Towarzystwo Brata Alberta będzie pomagać również w Lubinie

35

– Jeżeli wszystko pójdzie zgodnie z planem i uda się znaleźć odpowiednie miejsce, to myślę, że już przyszłej zimy bezdomni będą mogli skorzystać ze schroniska – mówi ksiądz Krzysztof Krzyżanowski z parafii Najświętszej Marii Panny. – Na razie jednak przed nami początek prac, czyli założenie koła Towarzystwa Pomocy im. św. Brata Alberta.

Właśnie odbyło się pierwsze spotkanie w tej sprawie. Wzięli w nim udział między innymi ks. Krzyżanowski, dyrektor lubińskiego MOPS-u, GOPS-u i prezes Klubu Abstynenta „Krokus”. W sumie 22 osoby, które w przyszłości będą tworzyć lubińskie koło Towarzystwa.

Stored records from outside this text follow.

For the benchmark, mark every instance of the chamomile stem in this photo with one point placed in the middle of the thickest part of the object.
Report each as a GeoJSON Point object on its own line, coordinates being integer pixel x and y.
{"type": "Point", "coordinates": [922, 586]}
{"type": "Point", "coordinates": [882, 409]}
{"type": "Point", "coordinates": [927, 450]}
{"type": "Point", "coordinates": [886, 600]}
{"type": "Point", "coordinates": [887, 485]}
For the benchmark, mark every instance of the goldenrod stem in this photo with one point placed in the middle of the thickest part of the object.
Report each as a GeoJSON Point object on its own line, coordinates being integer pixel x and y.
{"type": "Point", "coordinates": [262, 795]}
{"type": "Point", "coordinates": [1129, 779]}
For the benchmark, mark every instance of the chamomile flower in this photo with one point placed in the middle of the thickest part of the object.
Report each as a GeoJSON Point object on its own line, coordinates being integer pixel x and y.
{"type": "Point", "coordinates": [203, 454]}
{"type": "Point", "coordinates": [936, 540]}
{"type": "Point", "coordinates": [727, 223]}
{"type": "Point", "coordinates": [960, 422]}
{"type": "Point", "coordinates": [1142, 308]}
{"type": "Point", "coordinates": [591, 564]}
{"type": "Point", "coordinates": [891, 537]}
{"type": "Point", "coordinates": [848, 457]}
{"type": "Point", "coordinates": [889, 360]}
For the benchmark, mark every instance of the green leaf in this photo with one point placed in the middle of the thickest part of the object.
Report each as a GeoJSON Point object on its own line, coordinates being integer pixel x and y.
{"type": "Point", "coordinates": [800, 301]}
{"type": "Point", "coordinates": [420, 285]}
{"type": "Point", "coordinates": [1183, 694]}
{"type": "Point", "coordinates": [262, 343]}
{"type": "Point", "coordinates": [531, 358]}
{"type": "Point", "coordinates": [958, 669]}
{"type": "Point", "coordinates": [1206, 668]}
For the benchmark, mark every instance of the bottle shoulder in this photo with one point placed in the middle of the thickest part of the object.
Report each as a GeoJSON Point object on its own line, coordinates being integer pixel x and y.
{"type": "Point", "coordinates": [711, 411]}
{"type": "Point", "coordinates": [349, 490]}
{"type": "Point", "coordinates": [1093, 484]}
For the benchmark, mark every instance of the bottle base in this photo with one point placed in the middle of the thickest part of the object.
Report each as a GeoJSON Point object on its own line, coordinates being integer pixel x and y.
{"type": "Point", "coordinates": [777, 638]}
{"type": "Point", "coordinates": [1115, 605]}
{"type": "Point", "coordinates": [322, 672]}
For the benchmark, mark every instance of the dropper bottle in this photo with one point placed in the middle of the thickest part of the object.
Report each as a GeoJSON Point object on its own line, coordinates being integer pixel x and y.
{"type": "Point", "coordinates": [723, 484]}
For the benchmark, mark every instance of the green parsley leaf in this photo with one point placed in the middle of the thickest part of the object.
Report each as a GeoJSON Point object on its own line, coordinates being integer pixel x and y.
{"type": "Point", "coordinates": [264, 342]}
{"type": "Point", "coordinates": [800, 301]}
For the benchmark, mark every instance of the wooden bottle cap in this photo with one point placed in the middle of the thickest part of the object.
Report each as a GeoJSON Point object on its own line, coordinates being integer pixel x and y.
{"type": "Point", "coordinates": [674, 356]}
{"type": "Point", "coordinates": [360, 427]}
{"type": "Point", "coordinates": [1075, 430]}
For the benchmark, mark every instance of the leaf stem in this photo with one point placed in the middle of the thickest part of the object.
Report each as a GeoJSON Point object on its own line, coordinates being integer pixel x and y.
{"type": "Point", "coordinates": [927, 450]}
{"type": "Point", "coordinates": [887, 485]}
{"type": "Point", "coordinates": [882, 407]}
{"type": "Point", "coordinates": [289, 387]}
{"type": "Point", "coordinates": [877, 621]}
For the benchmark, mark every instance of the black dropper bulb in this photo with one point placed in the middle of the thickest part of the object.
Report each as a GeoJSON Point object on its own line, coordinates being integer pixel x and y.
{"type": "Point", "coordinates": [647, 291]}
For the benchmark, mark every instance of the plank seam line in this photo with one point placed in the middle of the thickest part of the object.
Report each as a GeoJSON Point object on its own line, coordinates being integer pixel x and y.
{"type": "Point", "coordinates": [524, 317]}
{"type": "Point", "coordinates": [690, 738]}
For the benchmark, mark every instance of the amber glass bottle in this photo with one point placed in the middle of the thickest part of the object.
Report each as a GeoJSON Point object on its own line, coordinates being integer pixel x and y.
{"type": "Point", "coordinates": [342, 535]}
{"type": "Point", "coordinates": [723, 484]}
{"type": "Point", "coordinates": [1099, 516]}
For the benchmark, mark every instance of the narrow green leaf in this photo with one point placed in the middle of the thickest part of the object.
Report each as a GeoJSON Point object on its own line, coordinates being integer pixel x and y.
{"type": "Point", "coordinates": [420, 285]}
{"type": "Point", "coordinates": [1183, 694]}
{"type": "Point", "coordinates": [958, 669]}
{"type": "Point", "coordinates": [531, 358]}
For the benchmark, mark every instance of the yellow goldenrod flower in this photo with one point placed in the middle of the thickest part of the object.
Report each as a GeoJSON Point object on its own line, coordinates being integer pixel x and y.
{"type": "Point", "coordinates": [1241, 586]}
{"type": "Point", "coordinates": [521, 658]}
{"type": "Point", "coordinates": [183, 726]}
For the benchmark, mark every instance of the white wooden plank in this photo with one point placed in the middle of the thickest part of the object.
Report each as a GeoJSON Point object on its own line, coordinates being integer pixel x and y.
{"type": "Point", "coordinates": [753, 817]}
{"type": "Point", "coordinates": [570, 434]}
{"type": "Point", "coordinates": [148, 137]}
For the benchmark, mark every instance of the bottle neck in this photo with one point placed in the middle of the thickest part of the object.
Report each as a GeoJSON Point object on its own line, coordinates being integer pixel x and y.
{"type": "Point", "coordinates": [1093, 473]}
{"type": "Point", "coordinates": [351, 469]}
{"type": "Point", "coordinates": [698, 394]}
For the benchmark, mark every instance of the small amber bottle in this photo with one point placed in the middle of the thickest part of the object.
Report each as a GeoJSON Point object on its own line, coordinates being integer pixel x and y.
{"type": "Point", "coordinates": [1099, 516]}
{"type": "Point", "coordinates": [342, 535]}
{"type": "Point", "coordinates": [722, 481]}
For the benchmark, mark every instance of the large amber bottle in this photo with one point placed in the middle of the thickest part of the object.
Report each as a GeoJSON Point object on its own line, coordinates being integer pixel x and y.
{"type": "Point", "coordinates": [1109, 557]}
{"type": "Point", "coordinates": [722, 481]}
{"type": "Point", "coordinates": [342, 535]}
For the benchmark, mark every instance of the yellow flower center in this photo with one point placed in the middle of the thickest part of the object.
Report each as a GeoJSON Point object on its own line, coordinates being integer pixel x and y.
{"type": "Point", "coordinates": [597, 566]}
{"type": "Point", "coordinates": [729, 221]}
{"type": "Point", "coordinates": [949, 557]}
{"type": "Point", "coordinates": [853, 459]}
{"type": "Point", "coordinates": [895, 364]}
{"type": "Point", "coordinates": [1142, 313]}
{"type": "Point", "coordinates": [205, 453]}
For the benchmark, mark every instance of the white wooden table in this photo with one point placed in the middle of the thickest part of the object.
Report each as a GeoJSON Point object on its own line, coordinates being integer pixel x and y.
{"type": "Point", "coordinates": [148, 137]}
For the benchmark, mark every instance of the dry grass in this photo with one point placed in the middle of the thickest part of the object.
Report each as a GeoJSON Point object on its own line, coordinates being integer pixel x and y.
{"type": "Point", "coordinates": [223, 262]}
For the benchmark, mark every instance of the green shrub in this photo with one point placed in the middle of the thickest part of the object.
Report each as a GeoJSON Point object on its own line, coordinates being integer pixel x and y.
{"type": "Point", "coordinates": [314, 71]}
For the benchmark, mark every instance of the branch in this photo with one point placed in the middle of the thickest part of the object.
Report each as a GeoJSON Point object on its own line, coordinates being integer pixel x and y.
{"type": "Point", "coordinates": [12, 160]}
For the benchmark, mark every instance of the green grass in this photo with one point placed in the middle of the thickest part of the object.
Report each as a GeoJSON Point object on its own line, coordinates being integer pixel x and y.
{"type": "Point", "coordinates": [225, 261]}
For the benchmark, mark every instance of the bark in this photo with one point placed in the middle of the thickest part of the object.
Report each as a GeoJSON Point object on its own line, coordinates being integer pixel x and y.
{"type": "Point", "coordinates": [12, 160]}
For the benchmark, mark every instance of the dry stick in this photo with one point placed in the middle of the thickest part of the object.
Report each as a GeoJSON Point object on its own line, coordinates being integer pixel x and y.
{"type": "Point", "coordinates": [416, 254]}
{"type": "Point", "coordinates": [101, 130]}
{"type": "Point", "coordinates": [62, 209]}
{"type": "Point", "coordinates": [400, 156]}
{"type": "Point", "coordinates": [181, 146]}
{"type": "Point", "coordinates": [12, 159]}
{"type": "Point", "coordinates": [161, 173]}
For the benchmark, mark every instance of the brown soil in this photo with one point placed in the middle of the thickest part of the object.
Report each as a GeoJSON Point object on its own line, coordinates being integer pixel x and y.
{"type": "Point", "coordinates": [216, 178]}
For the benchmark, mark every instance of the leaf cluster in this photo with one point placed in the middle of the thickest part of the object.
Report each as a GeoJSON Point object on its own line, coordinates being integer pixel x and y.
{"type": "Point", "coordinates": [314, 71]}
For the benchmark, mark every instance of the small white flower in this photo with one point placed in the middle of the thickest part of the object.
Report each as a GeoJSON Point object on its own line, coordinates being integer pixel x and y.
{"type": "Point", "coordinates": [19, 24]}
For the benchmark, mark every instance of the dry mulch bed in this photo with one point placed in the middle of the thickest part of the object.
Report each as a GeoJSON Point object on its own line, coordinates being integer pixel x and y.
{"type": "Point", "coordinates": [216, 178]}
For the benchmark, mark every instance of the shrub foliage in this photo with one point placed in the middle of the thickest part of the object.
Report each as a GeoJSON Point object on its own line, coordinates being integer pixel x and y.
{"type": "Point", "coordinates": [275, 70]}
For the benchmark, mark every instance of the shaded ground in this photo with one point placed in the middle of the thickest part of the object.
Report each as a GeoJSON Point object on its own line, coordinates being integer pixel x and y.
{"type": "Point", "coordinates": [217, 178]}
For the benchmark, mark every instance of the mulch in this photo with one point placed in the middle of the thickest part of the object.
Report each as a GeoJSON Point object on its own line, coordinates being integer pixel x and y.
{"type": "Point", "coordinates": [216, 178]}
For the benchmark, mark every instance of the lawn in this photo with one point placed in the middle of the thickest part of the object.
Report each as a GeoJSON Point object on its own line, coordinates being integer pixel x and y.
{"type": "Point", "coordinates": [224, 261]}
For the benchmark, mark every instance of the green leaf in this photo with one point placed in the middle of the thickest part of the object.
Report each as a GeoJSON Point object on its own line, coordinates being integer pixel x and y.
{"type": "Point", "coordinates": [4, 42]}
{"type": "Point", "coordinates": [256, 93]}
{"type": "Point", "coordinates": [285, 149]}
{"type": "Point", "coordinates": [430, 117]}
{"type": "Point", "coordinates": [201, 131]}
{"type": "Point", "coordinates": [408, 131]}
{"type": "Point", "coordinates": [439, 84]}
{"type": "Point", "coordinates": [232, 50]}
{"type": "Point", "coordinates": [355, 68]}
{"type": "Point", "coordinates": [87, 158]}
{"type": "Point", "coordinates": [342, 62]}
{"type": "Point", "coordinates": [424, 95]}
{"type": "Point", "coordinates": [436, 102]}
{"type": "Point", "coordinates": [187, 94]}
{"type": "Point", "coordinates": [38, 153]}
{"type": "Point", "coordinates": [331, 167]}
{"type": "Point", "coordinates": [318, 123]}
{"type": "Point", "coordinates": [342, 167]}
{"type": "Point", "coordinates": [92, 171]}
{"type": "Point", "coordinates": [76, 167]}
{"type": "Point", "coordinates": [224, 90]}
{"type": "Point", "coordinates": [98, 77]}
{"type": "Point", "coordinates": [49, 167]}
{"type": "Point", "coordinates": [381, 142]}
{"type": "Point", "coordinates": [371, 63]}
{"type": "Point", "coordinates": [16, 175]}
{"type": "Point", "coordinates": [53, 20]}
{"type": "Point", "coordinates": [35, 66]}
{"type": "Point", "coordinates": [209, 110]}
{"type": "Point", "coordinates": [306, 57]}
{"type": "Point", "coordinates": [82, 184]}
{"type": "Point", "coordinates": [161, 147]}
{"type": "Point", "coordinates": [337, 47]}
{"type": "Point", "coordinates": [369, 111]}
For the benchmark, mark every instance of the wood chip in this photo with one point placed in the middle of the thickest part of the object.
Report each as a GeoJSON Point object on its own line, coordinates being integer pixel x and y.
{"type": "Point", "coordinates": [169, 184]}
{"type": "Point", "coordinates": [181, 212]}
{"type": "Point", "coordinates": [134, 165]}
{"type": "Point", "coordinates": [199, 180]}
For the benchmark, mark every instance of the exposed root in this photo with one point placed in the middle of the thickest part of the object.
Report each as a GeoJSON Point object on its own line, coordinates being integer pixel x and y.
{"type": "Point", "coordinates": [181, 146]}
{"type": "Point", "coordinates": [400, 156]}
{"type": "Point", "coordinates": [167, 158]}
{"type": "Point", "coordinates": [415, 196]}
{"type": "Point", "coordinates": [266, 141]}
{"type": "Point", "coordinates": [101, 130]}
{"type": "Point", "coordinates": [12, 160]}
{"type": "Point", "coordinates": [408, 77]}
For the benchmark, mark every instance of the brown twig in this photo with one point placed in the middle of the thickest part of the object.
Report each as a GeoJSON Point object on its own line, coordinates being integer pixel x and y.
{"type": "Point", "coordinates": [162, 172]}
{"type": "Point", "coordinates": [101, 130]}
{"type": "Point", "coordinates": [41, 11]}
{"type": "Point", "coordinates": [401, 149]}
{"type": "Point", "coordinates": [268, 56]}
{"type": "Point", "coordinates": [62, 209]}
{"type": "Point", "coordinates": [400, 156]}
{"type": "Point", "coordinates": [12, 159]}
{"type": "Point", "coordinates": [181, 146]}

– Do zarządu głównego Towarzystwa im. Brata Alberta we Wrocławiu została wysłana prośba o zatwierdzenie lubińskiego koła – tłumaczy ks. Krzyżanowski. – Potem będziemy starać się o tożsamość prawną i dopiero gdy ją uzyskamy, będziemy mogli zająć się noclegownią.

Najpierw, jak podkreśla ks. Krzyżanowski trzeba będzie znaleźć odpowiednie miejsce, które można by adaptować na schronisko.

– Jeżeli nie uda się tego zrobić przed przyszłą zimą, wspomożemy quasi-noclegownię, która stworzył niedawno Klub Abstynenta – dodaje. – Ale mam nadzieję, że do tej pory zabezpieczymy lokum na schronisko.

Schronisko w założeniu ma przyjmować bezdomnych mężczyzn z powiatu lubińskiego i jeżeli tylko znajdą się wolne miejsca, również z okolic. Działałoby nie tylko w zimie, ale przez cały rok.

Pomysł utworzenia noclegowni lub schroniska dla osób bezdomnych w Lubinie pojawił się po wizytacji w mieście biskupa Stefana Cichego. Chętnie włączył się w nią Lubiński Miejski Ośrodek Pomocy Społecznej, który w tej chwili ma pod swoją opieką 65 bezdomnych.